Four channels went live simultaneously across more than 500 cable and distribution platforms nationwide — Unite8 Sports 1, Unite8 Sports 1 HD, Unite8 Sports 2, and Unite8 Sports 2 HD. The Ministry of Information and Broadcasting signed off on the approvals, clearing the path for what is one of the more significant football broadcasting developments India has seen in years.
What eight years with FIFA actually means
An eight-year partnership with world football's governing body isn't just a rights deal — it's a statement of intent. It means Unite8 Sports will be carrying not just the 2026 World Cup, but the full slate of FIFA events through the back half of this decade. That's a long runway to build an audience around the sport in a market where cricket still dominates the conversation.
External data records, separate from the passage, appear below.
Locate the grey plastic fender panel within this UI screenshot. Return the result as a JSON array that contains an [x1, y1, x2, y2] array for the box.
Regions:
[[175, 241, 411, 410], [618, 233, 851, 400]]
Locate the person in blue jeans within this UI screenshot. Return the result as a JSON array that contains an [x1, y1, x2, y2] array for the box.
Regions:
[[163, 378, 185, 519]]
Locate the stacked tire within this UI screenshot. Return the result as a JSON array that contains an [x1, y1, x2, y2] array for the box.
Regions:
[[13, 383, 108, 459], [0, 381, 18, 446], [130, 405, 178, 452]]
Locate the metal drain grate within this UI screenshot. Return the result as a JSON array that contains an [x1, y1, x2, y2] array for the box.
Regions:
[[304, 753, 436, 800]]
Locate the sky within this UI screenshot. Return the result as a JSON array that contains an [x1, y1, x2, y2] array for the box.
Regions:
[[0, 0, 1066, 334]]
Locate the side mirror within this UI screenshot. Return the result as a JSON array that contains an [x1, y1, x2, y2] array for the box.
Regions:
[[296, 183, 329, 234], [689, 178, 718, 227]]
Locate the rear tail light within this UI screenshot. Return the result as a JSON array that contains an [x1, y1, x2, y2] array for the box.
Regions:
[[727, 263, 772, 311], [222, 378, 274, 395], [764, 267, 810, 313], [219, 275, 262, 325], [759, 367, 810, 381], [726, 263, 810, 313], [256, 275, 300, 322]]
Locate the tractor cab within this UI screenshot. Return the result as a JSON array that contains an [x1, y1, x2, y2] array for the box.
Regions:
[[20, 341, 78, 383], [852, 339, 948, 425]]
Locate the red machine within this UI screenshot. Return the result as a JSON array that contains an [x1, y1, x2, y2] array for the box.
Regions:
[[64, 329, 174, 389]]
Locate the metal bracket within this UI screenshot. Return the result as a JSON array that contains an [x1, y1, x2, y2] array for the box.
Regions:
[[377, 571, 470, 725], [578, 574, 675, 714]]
Chief Business Officer Bavesh Janavlekar kept it straightforward: "We are geared up to present the upcoming FIFA events across our channels, and we remain well-positioned to deliver a compelling viewing experience to fans across the Nation."
The channels won't be football-only. The Unite8 Sports portfolio also covers cricket, kabaddi, badminton, wrestling, boxing, and combat sports — which makes commercial sense given the Indian market, but football is clearly the anchor product here.
Why this matters beyond the launch announcement
For years, accessing FIFA content in India has been a fragmented experience. A broadcaster willing to commit eight years and four dedicated channels to the project signals something different — a genuine bet on football's growth in the country rather than a short-term rights grab.
Whether Unite8 Sports can convert that access into actual viewership numbers is the real question. The 2026 World Cup, expanding to 48 teams and with the United States, Canada, and Mexico as co-hosts, is the kind of tournament that could pull in casual fans. Having stable, wide-reaching infrastructure in place before the tournament kicks off is exactly the right move.
The channels are live. The FIFA deal is signed. Now comes the hard part — actually building an audience that sticks around past the World Cup.